Demokratik hukuk devletinde bu hakkın eylemsel olarak kullanılabilir olması, zorunlu ve yeter koşuldur. Avukat; bu anayasal “ iddia ve savunma hakkının kullanılma koşulu ” kabul edilemez.
Savunmanın; unsur, hele kurucu unsur olarak vurgulanmasının ayrıca hukuksal hiçbir önemi yoktur. Avukat; kullanılma yetkisi verildiğinde, mesleğin “görev” yönüyle, iddia ve savunmaya ilişkin “hakkın” savunucusudur. Hakkı savunan avukat; görevini yerine getirirken bağımsızdır. Yargılamada bağımsızdır. İş sahibi-vekil eden ilişkisinde bağımsızdır (bağımsız olmalı, bağımsızlığı yasasıyla sağlanmalıdır).
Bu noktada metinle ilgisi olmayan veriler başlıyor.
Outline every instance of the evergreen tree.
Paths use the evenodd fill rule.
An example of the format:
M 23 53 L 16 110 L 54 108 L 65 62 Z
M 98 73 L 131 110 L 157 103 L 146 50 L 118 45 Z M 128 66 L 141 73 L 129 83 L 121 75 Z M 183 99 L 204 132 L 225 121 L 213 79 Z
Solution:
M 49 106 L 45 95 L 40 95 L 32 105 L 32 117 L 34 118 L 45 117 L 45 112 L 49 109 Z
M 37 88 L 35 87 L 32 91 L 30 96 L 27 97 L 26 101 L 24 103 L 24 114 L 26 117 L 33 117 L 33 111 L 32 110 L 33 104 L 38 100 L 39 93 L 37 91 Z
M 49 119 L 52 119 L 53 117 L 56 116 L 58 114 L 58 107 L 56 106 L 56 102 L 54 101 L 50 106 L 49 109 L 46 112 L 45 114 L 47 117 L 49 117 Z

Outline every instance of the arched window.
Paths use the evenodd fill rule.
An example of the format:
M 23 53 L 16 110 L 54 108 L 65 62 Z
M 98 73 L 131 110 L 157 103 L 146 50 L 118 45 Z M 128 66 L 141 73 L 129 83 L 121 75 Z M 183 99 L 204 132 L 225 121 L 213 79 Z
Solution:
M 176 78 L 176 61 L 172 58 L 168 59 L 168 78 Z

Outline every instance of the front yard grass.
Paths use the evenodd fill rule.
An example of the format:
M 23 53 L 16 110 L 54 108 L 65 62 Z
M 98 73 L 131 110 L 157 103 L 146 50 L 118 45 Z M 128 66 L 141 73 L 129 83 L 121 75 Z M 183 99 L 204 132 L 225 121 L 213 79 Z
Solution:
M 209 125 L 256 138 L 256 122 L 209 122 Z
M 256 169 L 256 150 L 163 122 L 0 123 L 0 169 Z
Bağımsız savunma ile kastedilmek istenilen; “yürütme erkiyle ilgili” sorunlar ise, bu sorunların ele alınıp düzenleneceği yasa, Anayasa olmak gerekir.
“ ... bağımsız savunmayı ... serbestçe temsil “ etmek !... Bağımsız (serbest – Özgür). Serbest (Bağımsız – Özgür). Özgür savunmayı ... Özgürce ... Temsil !.. Laf kalabalığı.
Temsil; aslıyla sınırlıdır. Avukat olmasa da yargılama yapılabilir. Ancak davacı, davalı, mahkeme, yargıç, savcı... olmasa da avukat vardır. Davacı, davalı, mahkeme, yargıç, savcı... yani “hak” için avukat vardır. O halde avukatın varlığını ve işlevini “... temsil etmekle “ sınırlamış olmak; “savunma sanat ve görevini” daraltmıştır.